Calls made to change BST for more light in the evening



23 October 2012





Changes should be made to the British time zone which would make driving potentially safer in the evenings, according to a number of organisations.

This Sunday (October 28th), the clocks will go back in the UK, which will mean an extra hour in bed for many people. However, the move will not do motorists any favours, according to GEM Motoring Assist.

David Williams, chief executive of the company, said that he is backing the Lighter Later campaign which will introduce more daylight in the evening.

“There is strong evidence to show that road accident rates continue to rise each autumn, directly after the clocks go back. The reduced daylight hours not only mean that motorists are driving in the dark during rush hour, but pedestrians and other road users, particularly school children, are also at an increased risk.”

According to figures from the Department of Transport, bringing the British time zone forward by an hour in both winter and summer could prevent around 80 deaths and 200 serious injuries on the roads each year.

The move could benefit those who use a vehicle for a living, such as taxi, lorry and fleet-car drivers.

Simon Best, chief executive of the Institute of Advanced Motorists, said: “We want to see a three-year trial of the new daylight system.
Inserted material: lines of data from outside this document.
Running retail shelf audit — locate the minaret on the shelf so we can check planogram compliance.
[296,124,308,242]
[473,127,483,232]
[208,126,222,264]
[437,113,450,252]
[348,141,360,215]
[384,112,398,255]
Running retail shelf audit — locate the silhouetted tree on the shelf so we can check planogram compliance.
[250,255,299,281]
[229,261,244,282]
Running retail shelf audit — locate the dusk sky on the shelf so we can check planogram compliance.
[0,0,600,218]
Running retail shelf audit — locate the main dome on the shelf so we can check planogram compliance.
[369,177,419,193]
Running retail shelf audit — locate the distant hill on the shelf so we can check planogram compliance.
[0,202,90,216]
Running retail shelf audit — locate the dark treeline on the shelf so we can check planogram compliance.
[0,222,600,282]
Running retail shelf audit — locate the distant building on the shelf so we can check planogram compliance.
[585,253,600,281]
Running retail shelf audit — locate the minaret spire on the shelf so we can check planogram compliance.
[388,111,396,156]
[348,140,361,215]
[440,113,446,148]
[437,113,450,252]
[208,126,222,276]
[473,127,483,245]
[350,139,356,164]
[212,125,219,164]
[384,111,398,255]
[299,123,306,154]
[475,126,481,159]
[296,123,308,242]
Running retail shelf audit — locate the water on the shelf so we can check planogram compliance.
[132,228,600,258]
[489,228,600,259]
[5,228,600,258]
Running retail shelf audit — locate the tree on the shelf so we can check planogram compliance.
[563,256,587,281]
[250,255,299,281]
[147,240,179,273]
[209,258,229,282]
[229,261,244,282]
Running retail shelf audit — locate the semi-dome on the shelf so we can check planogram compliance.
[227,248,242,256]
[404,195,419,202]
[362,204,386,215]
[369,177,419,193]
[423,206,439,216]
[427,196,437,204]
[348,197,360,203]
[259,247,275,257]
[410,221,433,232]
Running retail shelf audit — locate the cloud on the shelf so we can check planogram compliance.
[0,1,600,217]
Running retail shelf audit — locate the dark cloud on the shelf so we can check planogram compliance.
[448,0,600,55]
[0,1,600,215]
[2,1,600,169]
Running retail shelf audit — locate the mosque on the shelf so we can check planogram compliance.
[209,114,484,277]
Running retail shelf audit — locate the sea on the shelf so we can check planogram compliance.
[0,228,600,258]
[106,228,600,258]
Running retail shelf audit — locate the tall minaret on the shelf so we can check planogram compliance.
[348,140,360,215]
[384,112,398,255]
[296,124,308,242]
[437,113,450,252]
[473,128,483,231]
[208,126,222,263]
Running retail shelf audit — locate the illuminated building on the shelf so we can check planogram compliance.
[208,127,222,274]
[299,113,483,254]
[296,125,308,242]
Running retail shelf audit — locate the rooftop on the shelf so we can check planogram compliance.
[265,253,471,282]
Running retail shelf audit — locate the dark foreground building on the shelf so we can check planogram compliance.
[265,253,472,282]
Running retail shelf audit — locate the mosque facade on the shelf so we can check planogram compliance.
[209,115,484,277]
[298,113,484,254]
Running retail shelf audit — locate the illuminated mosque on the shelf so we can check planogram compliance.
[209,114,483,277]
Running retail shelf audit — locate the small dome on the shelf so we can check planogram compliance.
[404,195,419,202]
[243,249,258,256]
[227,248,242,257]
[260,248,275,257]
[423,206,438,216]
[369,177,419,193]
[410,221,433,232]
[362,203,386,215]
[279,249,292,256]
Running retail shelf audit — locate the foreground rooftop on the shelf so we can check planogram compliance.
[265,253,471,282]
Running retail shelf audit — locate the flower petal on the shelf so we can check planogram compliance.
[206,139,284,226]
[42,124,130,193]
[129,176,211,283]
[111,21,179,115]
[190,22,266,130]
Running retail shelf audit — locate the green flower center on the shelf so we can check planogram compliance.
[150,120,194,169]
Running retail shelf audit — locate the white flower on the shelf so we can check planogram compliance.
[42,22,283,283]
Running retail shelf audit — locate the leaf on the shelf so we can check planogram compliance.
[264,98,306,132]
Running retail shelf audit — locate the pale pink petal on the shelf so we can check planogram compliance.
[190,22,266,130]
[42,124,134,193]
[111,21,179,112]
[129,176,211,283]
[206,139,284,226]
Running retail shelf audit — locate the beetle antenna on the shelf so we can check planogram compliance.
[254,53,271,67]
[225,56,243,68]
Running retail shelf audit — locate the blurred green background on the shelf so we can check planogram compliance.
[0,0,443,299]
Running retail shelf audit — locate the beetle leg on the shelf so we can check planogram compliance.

If the trial period proves the new daylight hours have a positive effect on road safety, it is clear that it is the system we should keep.”

Tyresafe has advised motorists that with the clocks falling back this weekend, they need to ensure that their car is ready for the months ahead.

Stuart Jackson, chairman of the company, warned that winter is well and truly on its way and there is a need for extra care and attention on the roads. He noted that surfaces can become slippery and dangerous so it is important that tyres are in the best possible state and inflated to the right level to deal with whatever they drive on.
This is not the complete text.